Damn I absolutely cannot beat the feeling that I am about to drop into an abyss of depression. I am way too far inside of my own head, and feel such an overwhelming feeling of the fuck-it’s. It’s the worst it’s been in a while, and I am hoping that the it was the funeral, or something minor that will pass in a couple of days.
When I get like this I want to run away from everyone and everything. I try and do the menial day to day things to keep myself in the forefront of things. To tell myself this is just a bad day and that my attitude will have everything to do with how tomorrow is.
I had a panic attack at the memorial service this afternoon. It was minor, but could have been more. The scariest thing about these attacks is my fear that feeds into it, that I won’t be able to get the attack under control. That only makes it worse. I felt myself getting that fuzzy headed feeling, the kind you get right before you are going to pass out and all I could think of was “Good Lord, not here. Not in a funeral of all places.” Instead I concentrated on my breathing and I was okay a couple of minutes later.
I couldn’t make it to the after services. But I didn’t want to go home and just sit there either (which is exactly what I did).

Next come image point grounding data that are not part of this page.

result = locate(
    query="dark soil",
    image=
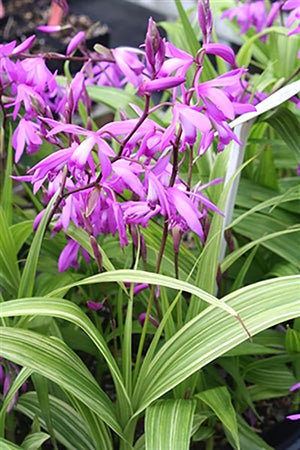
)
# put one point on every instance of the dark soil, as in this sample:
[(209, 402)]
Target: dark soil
[(24, 16)]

I am aware that it just made it easier to fall deeper into my head. There is a perfect storm brewing in there. Work is an overwhelming clusterfuck. Finances are crazy. Birthday is looming. I’m tired of being lonely and too frightened, and lazy to venture out and do something about it. The idea of getting back on a dating site absolutely horrifies me. So I sit here and think. And think. And think some more. I try and shut it down with inane television, or music, but it can’t drown the Ick that stifles me.

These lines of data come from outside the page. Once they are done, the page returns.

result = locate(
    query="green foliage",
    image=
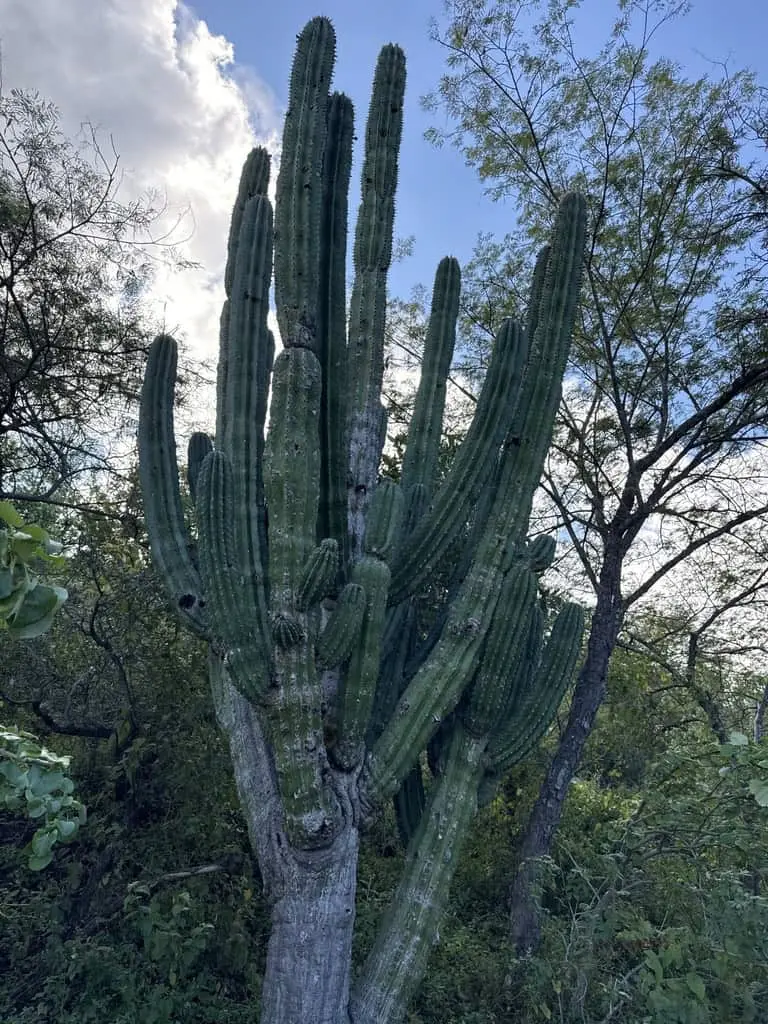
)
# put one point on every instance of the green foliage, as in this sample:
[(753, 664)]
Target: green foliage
[(33, 781), (27, 605)]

I really feel like I should reconsider therapy, but ironically I don’t have time for it, because of the clusterfuck job. I hem and haw about plans made, trying to consider if I want to do this or that, or just stay home. It’s like I feel like I have all the tools I need to bolster myself out of this, but I’ve forgotten what they are or how to use them. Imagine waking up one day and someone sits a plate of food down in front of you and all the utensils you need and you’ve forgotten what a fork is, or how it’s supposed to be used. That’s me. I’ve forgotten what a fucking fork is for.
I think I will take a Xanax, go to bed, watch some Bob’s Burgers and hope that tomorrow brings a smidge of joie de vivre.